A forensic case from AMD opened the door

A major public flashpoint came on April 2, when Stella Laurenzo, identified in VentureBeat and Business Insider reporting as a senior director in AMD's AI group, filed a GitHub issue arguing that Claude Code could no longer be trusted for complex engineering work. Her evidence was not a vibe check. She pulled 6,852 session files from her team's production logs. Those logs captured 234,760 tool calls and 17,871 thinking blocks. Files read before editing had dropped from 6.6 to 2.0. Median visible thinking length had collapsed from roughly 2,200 characters to about 600.

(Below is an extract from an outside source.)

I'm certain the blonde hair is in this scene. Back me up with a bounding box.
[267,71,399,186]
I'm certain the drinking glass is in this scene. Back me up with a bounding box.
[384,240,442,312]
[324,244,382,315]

Claude Code lead Boris Cherny thanked her for the analysis but disputed her main conclusion, pointing to a UI-only change and the earlier medium-effort default. He was blunter on X, reportedly replying "This is false" to accusations that Anthropic had secretly nerfed the model. Three weeks later, Anthropic's postmortem confirmed that a real regression had shipped, though not the specific mechanism Laurenzo identified. Cherny later wrote in a follow-up X thread, per coverage from Kingy.ai, that "this has probably been the most complex investigation we've had" and that "the root causes were not obvious, and there were many confounders."

What engineering review missed

The caching bug slipped past multiple human and automated code reviews, unit tests, end-to-end tests, and internal dogfooding. A separate internal experiment that changed how thinking was displayed suppressed the bug in most CLI sessions Anthropic's own engineers used. And the corner case required a session to cross the one-hour idle threshold once, which rarely happened in short test runs.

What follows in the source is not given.